The mechanical engineering industry is the soul of every country, being the basis of all production processes. In Italy it came to life around the beginning of the nineteenth century, after a long tradition of mechanical craftsmanship and only a few hubs, consisting mainly of Tuscan and Ligurian shipyards, which could actually be considered concrete industries. Following the discovery in England of the steam engine to produce motive power, and its consequent spread throughout Europe, the birth and development of the mechanical engineering industry got underway in Italy too, even if the very first steps in the sector were related to the use of the energy produced by the falls of watercourses, channeled thanks to the construction of turbines and pumps. At the turn of the nineteenth and twentieth centuries, with the gradual improvement in the construction of engines for agricultural machinery, the Italian mechanical engineering industry experienced its first major phase of development.
The run-up to the First World War represented a turning point for Italy. The arms race led to an increase in production which vanished with the end of the conflict, leaving the industrial system to grapple with the problems of reconverting wartime industries and the economic crisis. The slow recovery in the 1920s was inevitably conditioned by the global crisis of 1929, with a collapse in production and exports. With the birth of the Institute for Industrial Reconstruction in 1933, Italy once again experienced a positive moment, having to reorganize itself following the autarchy imposed by the fascist regime. By the Second World War broke out, the mechanical engineering industry was able to meet domestic needs and maintain a good level of exports. With the new conflict, however, Italy once again saw a decline in production, which lasted until 1948.
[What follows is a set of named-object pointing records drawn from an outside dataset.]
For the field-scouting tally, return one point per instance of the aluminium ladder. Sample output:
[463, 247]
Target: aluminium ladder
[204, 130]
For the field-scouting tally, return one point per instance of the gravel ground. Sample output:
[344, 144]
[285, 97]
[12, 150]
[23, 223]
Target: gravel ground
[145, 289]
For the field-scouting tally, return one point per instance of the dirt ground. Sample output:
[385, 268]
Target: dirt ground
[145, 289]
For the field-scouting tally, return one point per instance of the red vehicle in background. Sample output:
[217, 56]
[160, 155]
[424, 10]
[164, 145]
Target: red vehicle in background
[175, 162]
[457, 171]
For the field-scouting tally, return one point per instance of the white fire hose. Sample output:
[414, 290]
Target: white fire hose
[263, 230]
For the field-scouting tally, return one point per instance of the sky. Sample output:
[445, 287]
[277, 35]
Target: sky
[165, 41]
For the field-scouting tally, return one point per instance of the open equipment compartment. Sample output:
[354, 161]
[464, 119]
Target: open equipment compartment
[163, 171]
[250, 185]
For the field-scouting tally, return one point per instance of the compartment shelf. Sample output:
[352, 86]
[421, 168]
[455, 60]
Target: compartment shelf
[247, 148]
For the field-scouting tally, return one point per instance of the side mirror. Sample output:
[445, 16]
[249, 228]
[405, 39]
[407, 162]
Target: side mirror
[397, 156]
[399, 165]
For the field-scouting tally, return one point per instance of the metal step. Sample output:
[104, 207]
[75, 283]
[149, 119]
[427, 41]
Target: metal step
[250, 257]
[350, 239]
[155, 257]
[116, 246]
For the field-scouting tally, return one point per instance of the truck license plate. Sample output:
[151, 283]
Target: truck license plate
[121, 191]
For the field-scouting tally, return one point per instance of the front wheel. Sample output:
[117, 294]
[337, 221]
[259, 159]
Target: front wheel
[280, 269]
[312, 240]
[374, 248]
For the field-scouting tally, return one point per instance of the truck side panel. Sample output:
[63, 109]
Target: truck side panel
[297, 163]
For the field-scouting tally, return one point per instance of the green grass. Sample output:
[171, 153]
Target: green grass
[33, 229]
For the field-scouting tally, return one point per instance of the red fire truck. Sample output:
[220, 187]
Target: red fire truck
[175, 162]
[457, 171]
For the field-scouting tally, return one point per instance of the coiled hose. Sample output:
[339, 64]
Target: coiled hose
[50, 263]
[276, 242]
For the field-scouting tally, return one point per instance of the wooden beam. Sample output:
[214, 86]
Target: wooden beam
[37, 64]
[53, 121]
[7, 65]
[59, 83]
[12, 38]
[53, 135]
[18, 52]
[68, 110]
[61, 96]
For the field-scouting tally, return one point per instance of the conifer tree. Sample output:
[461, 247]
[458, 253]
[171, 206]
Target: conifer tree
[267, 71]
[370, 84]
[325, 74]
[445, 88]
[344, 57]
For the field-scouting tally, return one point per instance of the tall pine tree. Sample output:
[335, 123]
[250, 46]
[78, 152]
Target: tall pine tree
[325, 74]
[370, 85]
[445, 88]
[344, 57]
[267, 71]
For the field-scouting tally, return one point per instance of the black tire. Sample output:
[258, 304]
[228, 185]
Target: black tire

In 1948 the Italian mechanical engineering industry began the struggle to recover again, with a production that accounted for approximately 15% of the entire national industrial system and exports able to reach 21% of the total Italian value. Those were the years of the Turin-Milan-Genoa industrial triangle, with the centre and south only being able to count on 12% of the factories. From 1950, and more or less until 1970, the mechanical engineering industry was closely linked to the overall industrial production, with phases of rise and fall which were closely connected to each other. Since 1970, the sector has slowly risen to prominence as the most important in the country, despite having to face the problem of uncertainty in energy prices and the slow but inexorable decline in investments. Companies that were able to cope with this phase of stagnation in the investment of funds managed to survive and grow thanks to the need for low investments, but in the long run companies found they were behind when it came to technology, which led to their becoming highly dependent on imports of more advanced products.
Around the mid-eighties, with the investments of large companies now reduced to a bare minimum and SMEs experiencing slow but progressive growth, the new boost came from the more organized companies, with a flow aimed at improving labour productivity. The desire to bet on innovation not only of products, but also of processes, led to an increase in profitability thanks to the increase in product prices and the reduction of the workforce. After a positive phase, the 1990s opened with a drastic drop in domestic demand and, consequently, in employment. Having taken the hit of the 1992 currency crisis, the mechanical engineering industry was among the few to drive a new phase of growth towards the new millennium. A positive condition that was partly nipped in the bud by the arrival of the global crisis in 2008 which affected not only the sector but the entire Italian system for several years, experiencing a further period of relaunching starting from the early 2010s.